Inzwischen sind am Markt doch so einige VR-Brillen erhältlich, welche den Nutzer nicht komplett von der Umgebung abschotten, sondern eher kompaktere Systeme sind, welche sich im Prinzip auch in der Öffentlichkeit beziehungsweise außerhalb der eigenen vier Wände tragen lassen sollen. Das Konzept bietet einen großen Vorteil, nämlich die Möglichkeit zur Realisierung einer extrem hohen, gefühlten Bildschirmdiagonale mit einem kleinen Gerät.
Beim StarV View handelt es sich um ein weiteres, solches System. Dieses unterscheidet sich nicht fundamental von vergleichbaren Brillen und soll offenbar auch nach Deutschland kommen, gelistet ist das System für einen Preis von knapp 380 Euro, ist aber noch nicht verfügbar. Für die Bilddarstellung kommen kleine Bildschirme auf Basis der OLED-Technologie zum Einsatz, die Auflösung wird pro Auge 1.920 x 1.080 Pixeln spezifiziert und die Bildwiederholfrequenz auf 120 Hz. Mit der Brille soll sich quasi ein 188 Zoll großer Bildschirm realisieren - ohne eine Angabe zum Abstand ist diese Aussage aber faktisch wertlos.

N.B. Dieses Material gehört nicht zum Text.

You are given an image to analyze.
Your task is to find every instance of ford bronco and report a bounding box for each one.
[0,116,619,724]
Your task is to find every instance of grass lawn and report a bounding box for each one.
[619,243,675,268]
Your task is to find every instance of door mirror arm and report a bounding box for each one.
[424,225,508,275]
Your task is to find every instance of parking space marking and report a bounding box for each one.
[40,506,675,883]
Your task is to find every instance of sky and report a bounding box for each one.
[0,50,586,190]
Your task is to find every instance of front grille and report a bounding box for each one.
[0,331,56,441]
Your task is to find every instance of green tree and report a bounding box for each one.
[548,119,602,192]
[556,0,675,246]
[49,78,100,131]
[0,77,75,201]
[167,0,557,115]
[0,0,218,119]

Nutzer auch mit Fehlsichtigkeit (bis - 6,0 Dioptrien) sollen die Brille ohne Einschränkungen nutzen können, in hellen Umgebungen soll die maximale Helligkeit von 700 cd/m² eine gute Darstellung ermöglichen. Angeschlossen und mit elektrischer Energie versorgt wird die StarV View wie üblich über USB Typ C. Mikrofone und Lautsprecher sind eingebaut, die 74 Gramm schwere Brille benötigt somit nicht etwa noch ein Bluetooth-Headset zur Darstellung von Audioinhalten. Nicht beworben werden AR-Funktionen, dementsprechend handelt es sich eben nur um ein Display, nicht um ein AR-Headset wie etwa die Apple Vision Pro. Das Angebot an solchen Brille ist auch über Amazon nicht ganz klein, damit bleibt abzuwarten, ob und wie sich die StarV View von der Konkurrenz absetzen kann.